I’ve been spending a lot of time with del.icio.us lately, and am struck by the “me-ness” of the service, as explained by peterme:
While del.icio.us thrives as a “social bookmark” site, it depends on the me-ness of the activity — by and large, I’m saving items to del.icio.us that interest me, that I might want to return to later, and the posting-for-others aspect is largely secondary. It’s an added benefit, but not the raison d’etre.
One of the key emerging trends we’re seeing with things like del.icio.us and Flickr is the merging of personal information architecture and public/shared/group/emergent information architecture. And one of the things we’re seeing in the *use* of these systems is self-centeredness — how else do you explain the prevalence of “me” on Flickr?

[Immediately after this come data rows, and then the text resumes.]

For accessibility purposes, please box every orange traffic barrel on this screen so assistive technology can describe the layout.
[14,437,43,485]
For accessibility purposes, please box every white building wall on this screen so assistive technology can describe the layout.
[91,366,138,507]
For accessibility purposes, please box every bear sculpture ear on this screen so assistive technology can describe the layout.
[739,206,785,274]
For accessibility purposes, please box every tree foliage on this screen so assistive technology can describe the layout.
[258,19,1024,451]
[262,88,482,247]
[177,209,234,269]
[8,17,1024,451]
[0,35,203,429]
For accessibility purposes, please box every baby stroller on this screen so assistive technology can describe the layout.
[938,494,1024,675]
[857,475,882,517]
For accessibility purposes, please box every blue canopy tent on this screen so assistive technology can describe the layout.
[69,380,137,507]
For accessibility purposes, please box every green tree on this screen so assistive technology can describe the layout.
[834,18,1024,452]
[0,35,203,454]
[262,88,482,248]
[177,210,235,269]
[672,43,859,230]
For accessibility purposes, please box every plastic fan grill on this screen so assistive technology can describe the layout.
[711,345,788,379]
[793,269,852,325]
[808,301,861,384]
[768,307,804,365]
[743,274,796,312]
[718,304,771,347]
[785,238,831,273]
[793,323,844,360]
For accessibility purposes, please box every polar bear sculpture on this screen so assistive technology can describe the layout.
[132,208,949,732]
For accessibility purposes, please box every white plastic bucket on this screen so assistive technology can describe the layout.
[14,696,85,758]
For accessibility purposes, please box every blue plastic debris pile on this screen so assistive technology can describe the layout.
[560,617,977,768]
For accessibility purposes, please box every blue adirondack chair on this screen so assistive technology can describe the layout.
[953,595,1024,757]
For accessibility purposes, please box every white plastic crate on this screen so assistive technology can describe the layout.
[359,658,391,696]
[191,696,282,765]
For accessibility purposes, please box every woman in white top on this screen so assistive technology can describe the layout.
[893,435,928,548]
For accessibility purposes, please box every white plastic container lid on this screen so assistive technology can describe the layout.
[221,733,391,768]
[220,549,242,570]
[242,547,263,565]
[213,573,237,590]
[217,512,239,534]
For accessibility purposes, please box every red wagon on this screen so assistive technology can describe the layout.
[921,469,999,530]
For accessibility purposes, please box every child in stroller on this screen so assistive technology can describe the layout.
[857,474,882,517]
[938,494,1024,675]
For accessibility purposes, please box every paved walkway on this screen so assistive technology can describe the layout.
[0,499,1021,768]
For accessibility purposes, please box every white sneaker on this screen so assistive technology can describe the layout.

To get back to the notion of annotating space — I would argue that people will annotate space much like they annotate the web, or annotate their photos… More in a notebook sense, a journaling sense. The annotations are explicitly *not* “meant for other people” — they’re meant for yourself, they only have to make sense for yourself, and if others stumble across them, great, fine.
Jon Udell called it: real-time bookmarking and tagging and tight feedback loops lead to better collective filtering and sharing of information in an increasingly interconnected world.
My delicious page is now something I think about whenever I visit a page and think to myself that I might want to visit that page again. It’s like explicity pointing out parts of my personal web that I would highly recommend to others.